What is Vectorize?
Vectorize is a fast, accurate, and production-ready AI platform that enables users to turn their unstructured data into perfectly optimized vector search indexes, purpose-built for retrieval augmented generation.
Features of Vectorize
- Import data from anywhere in your organization using out-of-the-box connectors to popular knowledge repositories, collaboration platforms, CRMs, and more
- Automatically create and update vector indexes in your favorite vector database
- Leverage the collective knowledge from content management, file systems, CRMs, collaboration tools, and more to create productivity-enhancing copilots and innovative customer experiences
- Use Vectorize's recommendation or choose your own chunking and embedding strategies in parallel, quantifying the results of each
How to use Vectorize
- Import: Upload documents or connect to external knowledge management systems, and let Vectorize extract natural language that can be used by your Large Language Model (LLM).
- Evaluate: Vectorize will analyze multiple chunking and embedding strategies in parallel, quantifying the results of each. Use our recommendation or choose your own.
- Deploy: Turn your selected vector configuration into a real-time vector pipeline, automatically updated when changes occur to ensure always-accurate search results.
Pricing
Vectorize offers a free trial, and users can schedule a demo to learn more about the pricing plans.
Helpful Tips
- Use Vectorize to create generative AI applications to power your customer experiences in hours, not weeks.

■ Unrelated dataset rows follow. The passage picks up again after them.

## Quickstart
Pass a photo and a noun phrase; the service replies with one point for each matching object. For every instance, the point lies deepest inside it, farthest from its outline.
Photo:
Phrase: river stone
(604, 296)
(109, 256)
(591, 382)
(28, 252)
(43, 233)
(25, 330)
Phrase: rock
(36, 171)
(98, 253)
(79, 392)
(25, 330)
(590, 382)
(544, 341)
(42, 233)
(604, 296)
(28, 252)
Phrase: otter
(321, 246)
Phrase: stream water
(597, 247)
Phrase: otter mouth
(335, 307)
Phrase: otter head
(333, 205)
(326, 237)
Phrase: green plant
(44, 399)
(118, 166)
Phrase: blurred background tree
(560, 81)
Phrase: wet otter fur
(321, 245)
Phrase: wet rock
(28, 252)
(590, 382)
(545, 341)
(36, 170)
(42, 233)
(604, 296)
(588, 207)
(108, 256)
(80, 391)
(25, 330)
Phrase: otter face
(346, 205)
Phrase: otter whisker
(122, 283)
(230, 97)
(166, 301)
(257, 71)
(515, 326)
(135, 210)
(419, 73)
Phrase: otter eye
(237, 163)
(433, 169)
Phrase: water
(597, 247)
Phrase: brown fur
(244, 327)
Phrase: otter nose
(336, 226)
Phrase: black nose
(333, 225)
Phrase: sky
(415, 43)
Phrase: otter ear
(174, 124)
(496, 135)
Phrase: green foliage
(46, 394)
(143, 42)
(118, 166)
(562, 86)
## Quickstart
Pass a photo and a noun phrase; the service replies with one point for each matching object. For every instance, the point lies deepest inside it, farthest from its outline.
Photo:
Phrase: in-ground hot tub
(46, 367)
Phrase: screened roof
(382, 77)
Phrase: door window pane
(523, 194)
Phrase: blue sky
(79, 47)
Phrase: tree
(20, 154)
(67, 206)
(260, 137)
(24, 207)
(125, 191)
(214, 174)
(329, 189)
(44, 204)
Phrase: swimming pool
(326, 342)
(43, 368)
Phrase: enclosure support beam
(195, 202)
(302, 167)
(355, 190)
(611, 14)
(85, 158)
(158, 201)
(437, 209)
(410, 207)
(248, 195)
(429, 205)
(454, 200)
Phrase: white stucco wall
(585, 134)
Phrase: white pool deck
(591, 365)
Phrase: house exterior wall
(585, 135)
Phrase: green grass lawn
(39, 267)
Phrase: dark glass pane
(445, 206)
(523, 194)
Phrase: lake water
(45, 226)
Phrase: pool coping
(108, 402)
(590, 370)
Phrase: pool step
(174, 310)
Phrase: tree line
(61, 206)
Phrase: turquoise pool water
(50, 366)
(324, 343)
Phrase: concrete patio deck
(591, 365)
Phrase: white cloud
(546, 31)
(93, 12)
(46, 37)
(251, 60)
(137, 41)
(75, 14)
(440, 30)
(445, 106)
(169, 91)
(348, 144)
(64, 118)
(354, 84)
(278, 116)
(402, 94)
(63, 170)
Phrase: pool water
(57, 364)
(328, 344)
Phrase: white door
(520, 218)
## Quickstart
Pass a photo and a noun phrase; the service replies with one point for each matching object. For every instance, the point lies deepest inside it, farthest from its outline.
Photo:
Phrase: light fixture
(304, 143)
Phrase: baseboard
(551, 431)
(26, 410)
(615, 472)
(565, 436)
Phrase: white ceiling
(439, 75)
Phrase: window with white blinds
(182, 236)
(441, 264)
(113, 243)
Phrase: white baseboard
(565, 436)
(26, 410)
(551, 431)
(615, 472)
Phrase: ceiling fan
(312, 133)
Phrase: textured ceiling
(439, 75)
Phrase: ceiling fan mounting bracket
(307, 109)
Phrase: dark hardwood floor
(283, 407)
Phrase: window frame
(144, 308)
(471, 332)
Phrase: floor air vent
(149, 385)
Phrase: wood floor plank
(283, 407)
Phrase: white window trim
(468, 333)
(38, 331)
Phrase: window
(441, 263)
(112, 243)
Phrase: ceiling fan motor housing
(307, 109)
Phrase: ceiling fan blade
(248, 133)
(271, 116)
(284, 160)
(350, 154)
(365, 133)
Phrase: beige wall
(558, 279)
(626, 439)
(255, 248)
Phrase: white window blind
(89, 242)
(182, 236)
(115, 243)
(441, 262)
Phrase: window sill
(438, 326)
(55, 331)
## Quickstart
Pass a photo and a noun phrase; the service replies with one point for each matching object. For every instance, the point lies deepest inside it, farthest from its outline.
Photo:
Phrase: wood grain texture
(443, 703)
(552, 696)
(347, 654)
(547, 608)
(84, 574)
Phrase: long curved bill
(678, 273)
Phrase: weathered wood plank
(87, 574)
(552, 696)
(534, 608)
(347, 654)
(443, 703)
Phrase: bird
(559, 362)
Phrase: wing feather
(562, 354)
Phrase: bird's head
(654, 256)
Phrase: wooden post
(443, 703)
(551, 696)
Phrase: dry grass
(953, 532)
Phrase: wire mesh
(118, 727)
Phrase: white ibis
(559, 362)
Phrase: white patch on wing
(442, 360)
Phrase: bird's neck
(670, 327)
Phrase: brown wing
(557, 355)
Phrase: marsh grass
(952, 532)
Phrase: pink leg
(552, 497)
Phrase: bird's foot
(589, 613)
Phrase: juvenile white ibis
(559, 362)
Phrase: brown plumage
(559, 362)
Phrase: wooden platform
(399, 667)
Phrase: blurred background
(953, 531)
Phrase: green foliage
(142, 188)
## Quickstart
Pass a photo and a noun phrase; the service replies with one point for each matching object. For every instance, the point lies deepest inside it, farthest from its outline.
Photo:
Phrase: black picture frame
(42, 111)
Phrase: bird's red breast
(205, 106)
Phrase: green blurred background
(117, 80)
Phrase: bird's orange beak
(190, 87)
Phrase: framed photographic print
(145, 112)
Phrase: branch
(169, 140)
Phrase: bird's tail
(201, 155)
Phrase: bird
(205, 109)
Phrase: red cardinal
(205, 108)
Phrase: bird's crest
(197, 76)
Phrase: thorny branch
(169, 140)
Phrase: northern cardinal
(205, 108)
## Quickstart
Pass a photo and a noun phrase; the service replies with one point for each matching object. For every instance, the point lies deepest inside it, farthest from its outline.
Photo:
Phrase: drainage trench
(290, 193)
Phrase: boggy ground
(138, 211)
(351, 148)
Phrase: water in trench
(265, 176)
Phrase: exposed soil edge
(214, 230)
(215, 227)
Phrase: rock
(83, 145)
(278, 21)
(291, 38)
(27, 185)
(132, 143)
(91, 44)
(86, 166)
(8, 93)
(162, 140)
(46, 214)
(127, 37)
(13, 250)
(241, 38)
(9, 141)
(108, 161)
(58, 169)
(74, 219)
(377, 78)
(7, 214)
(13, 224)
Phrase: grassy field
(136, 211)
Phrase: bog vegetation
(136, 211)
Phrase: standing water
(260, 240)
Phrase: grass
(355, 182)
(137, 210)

- Leverage the power of Large Language Models on your data in 3 easy steps.
- Stay up-to-date on the latest trends, tips, and insights in the gen AI world to empower your business growth and increase productivity.
Frequently Asked Questions
- What is Retrieval Augmented Generation (RAG)? Retrieval Augmented Generation (RAG) is a technology that enables users to turn their unstructured data into perfectly optimized vector search indexes, purpose-built for retrieval augmented generation.
- How do I build a better RAG pipeline? To build a better RAG pipeline, users can follow the three easy steps: Import, Evaluate, and Deploy.
- What is Prompt Engineering? Prompt Engineering is a technique used to optimize the input prompts to Large Language Models to improve the accuracy and relevance of the output.